Hannah Einbinder's climate change bit burns brightest in Everything Must Go
The Hacks star's debut standup special is solid, but this one bit is excellent

Hannah Einbinder’s debut stand-up special Everything Must Go, which premiered at the Tribeca Film Festival on Tuesday and on Max today, sees the 29-year-old Hacks breakout doing exactly as its title suggests: making a case for what belongs in the trash. The staging—the lighting direction, especially—at the El Rey theater in her native Los Angeles is stunning by standup special standards. This, according to Einbinder in a post-premiere Q&A with SNL’s Sarah Sherman and director Sandy Honig, was intentional. “Standup comedy is not typically a medium where aesthetics are considered,” she noted. Her inspiration came from a myriad of places, including David Lynch’s repertoire and the Barbra Streisand-starring A Star Is Born. Frankly, it shows. In fact, the result feels more akin to a one-woman show, theatrically punctuated by Zach Galifianakis-esque prolonged pauses.
Einbinder’s list of other considerations includes capitalism, humanity, and, perhaps most notably, male trees. It’s the latter, the basis of an extended bit, that reveals more about its messenger than most else in the 55-minute set. It begins with what one might first suspect is a simple anecdote. What it becomes by its end—over 10 minutes later—is a delightful tirade about climate change made distinctly, neurotically her, thanks to the twists and turns of an O. Henry story and one pitch-perfect My Cousin Vinny impression.

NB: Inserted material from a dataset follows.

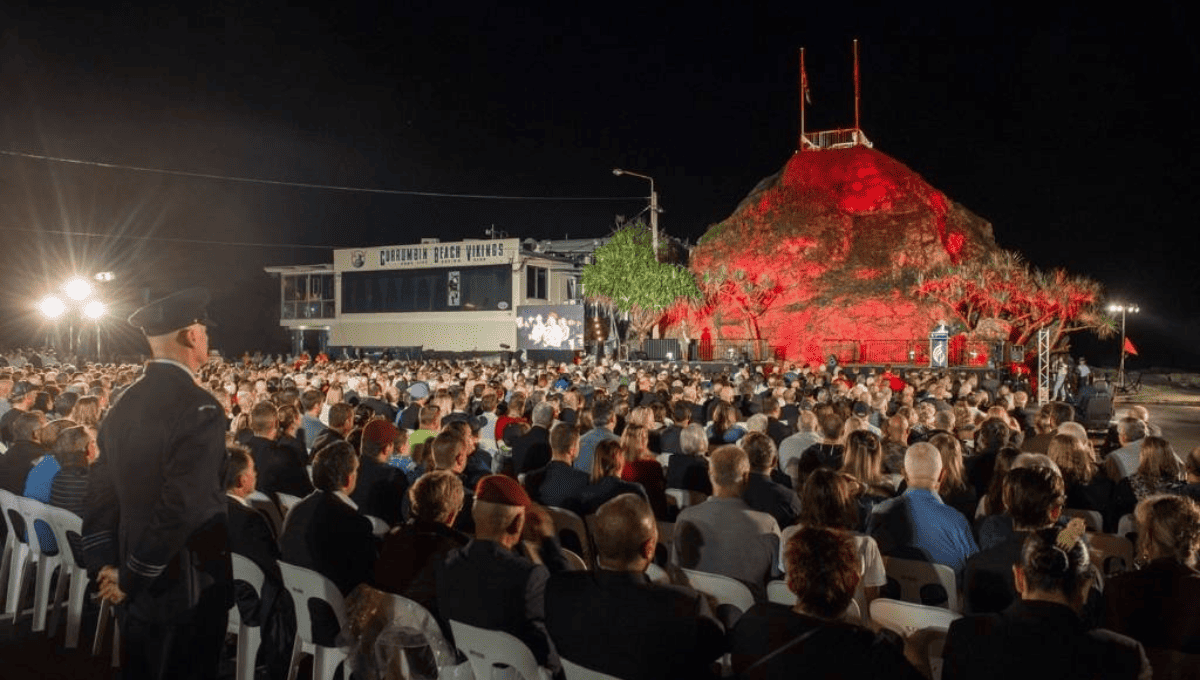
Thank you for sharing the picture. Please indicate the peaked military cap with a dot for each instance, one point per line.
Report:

The comedian begins with a history lesson. “In 1949, a man named Alfred Stefferud wrote an article in the USDA Journal of Agriculture and in it, he recommended that city and urban planners only plant trees of the male variety because he said trees of the female variety littered cumbersome seeds and fruit that made the streets unbecoming,” she deadpans. As Einbinder ramps up, she vacillates between academic journal-adjacent jargon (“trees in the wild operate under essentially botanical communism”) and the vernacular of, well, a millennial former stoner (“fuckass boy trees”). With impressive lucidity, Einbinder parses how Stefferud’s influence has led to a staggering increase in Americans’ allergies. Male trees emit toxins through pollen that then winds up on the surfaces of water and—as the sniffly and suffering community knows—literally everywhere else. “You want to talk to me about toxic masculinity?” Einbinder exclaims.